Wandelbar auch das Kleid der Höhle. Ein wandelbarer Wall, an dem die Bilder auflaufen. Mal nackte Felswand, mal von aufzuckenden Erscheinungen belebt, mal mit Tapisserien behangen, aus denen einzelne Figuren hervortreten oder hervorhüpfen können, zum Beispiel das Rebhuhn, um, wenn nicht mehr benötigt, wieder in die Tapisserie aufgenommen zu werden und dort ruhigen, rebhuhnhaften Sinnes zu verharren, bis ein neuerliches Herauskommen gewünscht wird. Leitern an den Wänden, auch sie an wandelbaren Stellen. Aber, soweit der Hauptraum überblickt werden kann, derzeit nicht in Gebrauch.
Wenn man nicht wüßte, daß auch der Hauptraum seine Form verändern kann, würde man sagen: in der Mitte des Raums bequem hingelagert sechs Figuren. Teils auf einem alten, etwas fleddrigen Chesterfield-Sofa, teils am Boden gegen Kissen und Stapel von Decken gelehnt. Einer gelehnt gegen den Bauch eines mächtigen Löwen, mächtig auch im Vergleich zu den neben ihm klein wirkenden Menschen: er, Löwe, Blickfang der Höhle.

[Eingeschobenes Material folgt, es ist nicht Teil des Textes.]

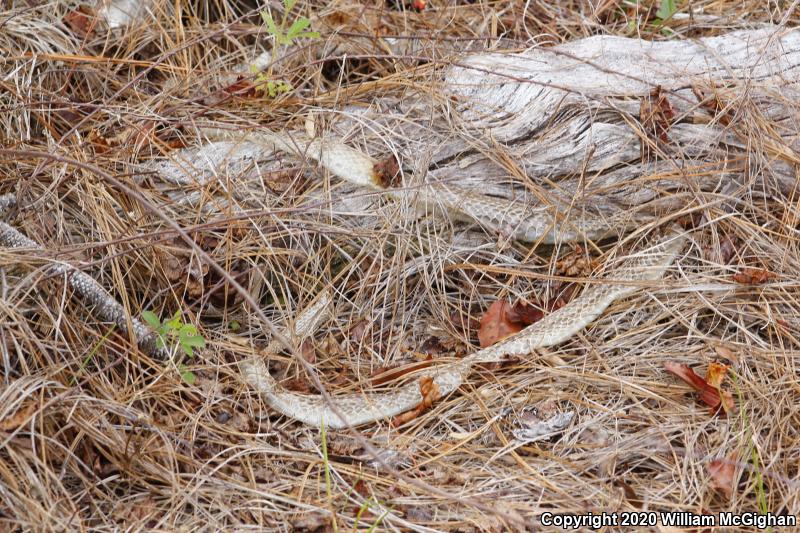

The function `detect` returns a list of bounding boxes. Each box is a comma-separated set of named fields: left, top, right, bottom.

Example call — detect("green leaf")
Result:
left=179, top=324, right=197, bottom=337
left=656, top=0, right=678, bottom=21
left=142, top=311, right=161, bottom=330
left=166, top=309, right=183, bottom=331
left=261, top=11, right=279, bottom=37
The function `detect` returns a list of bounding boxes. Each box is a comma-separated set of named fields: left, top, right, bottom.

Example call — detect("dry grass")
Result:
left=0, top=0, right=800, bottom=531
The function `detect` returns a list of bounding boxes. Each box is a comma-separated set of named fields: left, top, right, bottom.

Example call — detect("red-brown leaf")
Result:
left=392, top=376, right=442, bottom=427
left=664, top=361, right=732, bottom=411
left=478, top=300, right=524, bottom=348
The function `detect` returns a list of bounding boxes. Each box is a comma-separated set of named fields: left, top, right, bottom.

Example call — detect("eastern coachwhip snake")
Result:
left=206, top=131, right=685, bottom=428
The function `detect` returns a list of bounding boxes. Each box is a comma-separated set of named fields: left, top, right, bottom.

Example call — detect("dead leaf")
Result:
left=0, top=400, right=38, bottom=431
left=692, top=86, right=732, bottom=126
left=478, top=300, right=524, bottom=348
left=733, top=267, right=775, bottom=285
left=63, top=5, right=98, bottom=37
left=290, top=511, right=333, bottom=533
left=373, top=154, right=401, bottom=188
left=664, top=361, right=733, bottom=413
left=392, top=376, right=442, bottom=427
left=706, top=362, right=729, bottom=390
left=348, top=319, right=369, bottom=343
left=506, top=302, right=544, bottom=326
left=556, top=245, right=595, bottom=277
left=706, top=452, right=736, bottom=500
left=300, top=339, right=317, bottom=365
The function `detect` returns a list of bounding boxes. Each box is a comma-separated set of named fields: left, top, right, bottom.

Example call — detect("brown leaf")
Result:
left=733, top=267, right=775, bottom=285
left=664, top=361, right=732, bottom=412
left=706, top=362, right=729, bottom=390
left=706, top=452, right=736, bottom=500
left=0, top=401, right=38, bottom=431
left=692, top=87, right=733, bottom=126
left=373, top=154, right=400, bottom=188
left=290, top=511, right=333, bottom=533
left=448, top=311, right=480, bottom=337
left=706, top=362, right=734, bottom=413
left=392, top=376, right=442, bottom=427
left=478, top=300, right=524, bottom=348
left=506, top=302, right=544, bottom=326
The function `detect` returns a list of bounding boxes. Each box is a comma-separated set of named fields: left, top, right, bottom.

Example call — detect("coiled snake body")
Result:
left=225, top=133, right=685, bottom=428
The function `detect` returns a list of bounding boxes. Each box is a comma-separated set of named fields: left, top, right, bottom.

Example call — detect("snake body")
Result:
left=227, top=133, right=685, bottom=428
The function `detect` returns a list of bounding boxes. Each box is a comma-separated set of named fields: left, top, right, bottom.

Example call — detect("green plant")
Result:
left=255, top=0, right=319, bottom=98
left=656, top=0, right=678, bottom=21
left=728, top=370, right=772, bottom=520
left=653, top=0, right=678, bottom=37
left=142, top=310, right=206, bottom=385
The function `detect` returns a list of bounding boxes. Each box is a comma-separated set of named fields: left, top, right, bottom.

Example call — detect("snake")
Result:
left=212, top=130, right=687, bottom=429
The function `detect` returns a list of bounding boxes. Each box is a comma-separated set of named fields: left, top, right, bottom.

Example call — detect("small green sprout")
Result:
left=142, top=310, right=206, bottom=385
left=255, top=0, right=319, bottom=98
left=261, top=0, right=319, bottom=46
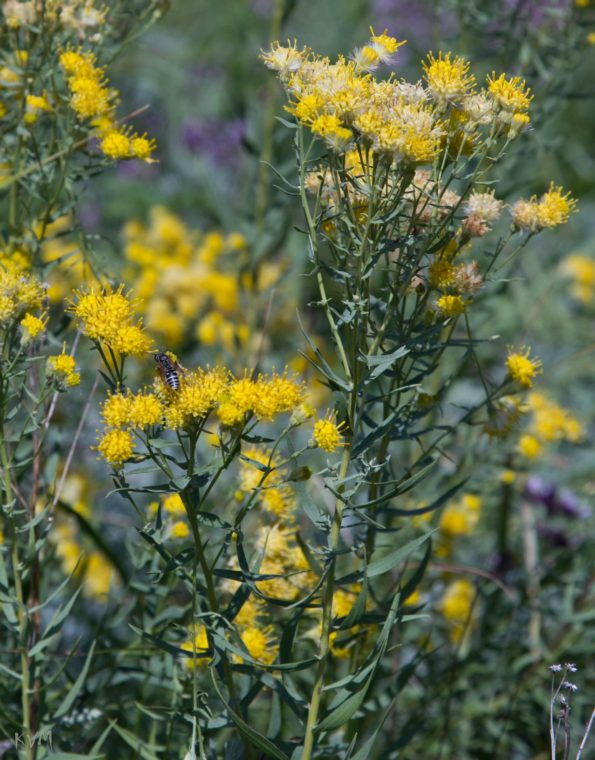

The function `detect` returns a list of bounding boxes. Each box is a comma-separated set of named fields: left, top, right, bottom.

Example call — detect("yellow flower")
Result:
left=422, top=52, right=475, bottom=107
left=510, top=197, right=540, bottom=232
left=260, top=41, right=308, bottom=82
left=436, top=295, right=466, bottom=317
left=313, top=411, right=345, bottom=453
left=99, top=129, right=131, bottom=159
left=518, top=435, right=543, bottom=460
left=333, top=583, right=361, bottom=617
left=97, top=430, right=134, bottom=466
left=537, top=182, right=576, bottom=229
left=170, top=520, right=190, bottom=538
left=21, top=313, right=47, bottom=343
left=129, top=393, right=163, bottom=428
left=83, top=551, right=115, bottom=598
left=165, top=367, right=229, bottom=429
left=234, top=625, right=277, bottom=665
left=440, top=494, right=481, bottom=538
left=506, top=346, right=543, bottom=388
left=163, top=493, right=186, bottom=517
left=439, top=580, right=475, bottom=644
left=69, top=285, right=152, bottom=356
left=180, top=625, right=212, bottom=669
left=47, top=346, right=81, bottom=386
left=488, top=71, right=533, bottom=113
left=101, top=393, right=131, bottom=428
left=562, top=254, right=595, bottom=303
left=24, top=95, right=52, bottom=124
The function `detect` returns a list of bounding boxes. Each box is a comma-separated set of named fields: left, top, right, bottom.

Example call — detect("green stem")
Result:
left=0, top=426, right=34, bottom=760
left=301, top=446, right=351, bottom=760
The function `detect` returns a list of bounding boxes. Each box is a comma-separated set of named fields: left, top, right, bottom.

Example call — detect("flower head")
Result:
left=47, top=346, right=81, bottom=386
left=97, top=430, right=134, bottom=467
left=313, top=411, right=345, bottom=453
left=423, top=52, right=475, bottom=108
left=506, top=346, right=543, bottom=388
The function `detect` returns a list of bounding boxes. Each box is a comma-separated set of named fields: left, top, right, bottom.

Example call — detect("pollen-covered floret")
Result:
left=313, top=411, right=345, bottom=454
left=97, top=430, right=134, bottom=467
left=506, top=346, right=543, bottom=388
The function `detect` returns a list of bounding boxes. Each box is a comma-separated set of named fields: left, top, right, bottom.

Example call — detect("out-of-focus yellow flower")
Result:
left=438, top=580, right=476, bottom=644
left=47, top=346, right=81, bottom=386
left=518, top=435, right=543, bottom=461
left=562, top=254, right=595, bottom=303
left=506, top=346, right=543, bottom=388
left=180, top=625, right=212, bottom=670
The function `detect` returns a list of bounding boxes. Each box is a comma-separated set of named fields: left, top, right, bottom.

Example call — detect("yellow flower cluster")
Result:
left=47, top=346, right=81, bottom=387
left=506, top=346, right=543, bottom=388
left=438, top=493, right=482, bottom=557
left=180, top=624, right=212, bottom=670
left=69, top=285, right=152, bottom=356
left=124, top=206, right=264, bottom=351
left=562, top=253, right=595, bottom=304
left=517, top=391, right=585, bottom=460
left=438, top=579, right=476, bottom=645
left=60, top=48, right=155, bottom=161
left=49, top=473, right=118, bottom=601
left=313, top=412, right=345, bottom=453
left=102, top=391, right=164, bottom=428
left=2, top=0, right=107, bottom=39
left=261, top=31, right=531, bottom=165
left=255, top=521, right=313, bottom=601
left=217, top=372, right=304, bottom=426
left=20, top=312, right=47, bottom=344
left=240, top=448, right=296, bottom=521
left=0, top=262, right=45, bottom=325
left=511, top=182, right=577, bottom=232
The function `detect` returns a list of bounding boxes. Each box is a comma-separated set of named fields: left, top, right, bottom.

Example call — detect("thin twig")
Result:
left=50, top=375, right=99, bottom=514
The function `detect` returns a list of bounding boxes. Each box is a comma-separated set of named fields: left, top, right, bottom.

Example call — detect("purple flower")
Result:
left=182, top=119, right=246, bottom=165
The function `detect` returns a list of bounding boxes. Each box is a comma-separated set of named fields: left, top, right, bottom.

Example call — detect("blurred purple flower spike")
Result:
left=182, top=119, right=246, bottom=165
left=523, top=475, right=591, bottom=519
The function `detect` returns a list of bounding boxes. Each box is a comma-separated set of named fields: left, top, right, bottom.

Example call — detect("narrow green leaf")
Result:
left=211, top=670, right=289, bottom=760
left=53, top=642, right=95, bottom=718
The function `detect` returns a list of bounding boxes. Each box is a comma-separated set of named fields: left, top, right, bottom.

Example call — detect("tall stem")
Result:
left=301, top=446, right=351, bottom=760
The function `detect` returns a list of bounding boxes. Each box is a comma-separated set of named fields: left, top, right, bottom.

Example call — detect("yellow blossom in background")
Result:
left=24, top=95, right=52, bottom=124
left=518, top=435, right=543, bottom=461
left=506, top=346, right=543, bottom=388
left=438, top=580, right=476, bottom=644
left=97, top=430, right=134, bottom=467
left=83, top=550, right=116, bottom=597
left=20, top=313, right=47, bottom=343
left=180, top=625, right=211, bottom=670
left=527, top=391, right=585, bottom=443
left=436, top=295, right=466, bottom=317
left=234, top=625, right=277, bottom=665
left=240, top=448, right=296, bottom=519
left=47, top=346, right=81, bottom=386
left=440, top=494, right=482, bottom=538
left=170, top=520, right=190, bottom=539
left=488, top=71, right=533, bottom=115
left=562, top=254, right=595, bottom=303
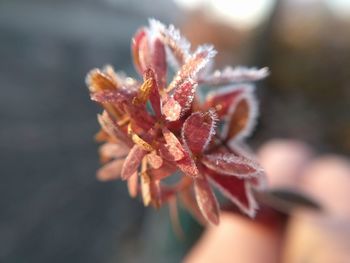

Nie zuvor hatte Blumenberg so wohlig geruht. Eine zweifelhafte Behauptung. Blumenbergs Erinnerungen an vormalige Ruhezustände waren viel zu blaß, als daß er hier zu Vergleichen befähigt gewesen wäre. Das Atmen des Löwen teilte sich seinem Rücken mit. Vom Löwen ging Wärme aus, eine atmende Heizung umfing ihn von hinten. Der Löwengeruch, unbezwingliche animalische Präsenz verbreitend, streng, aber nicht unangenehm, hüllte ihn ein.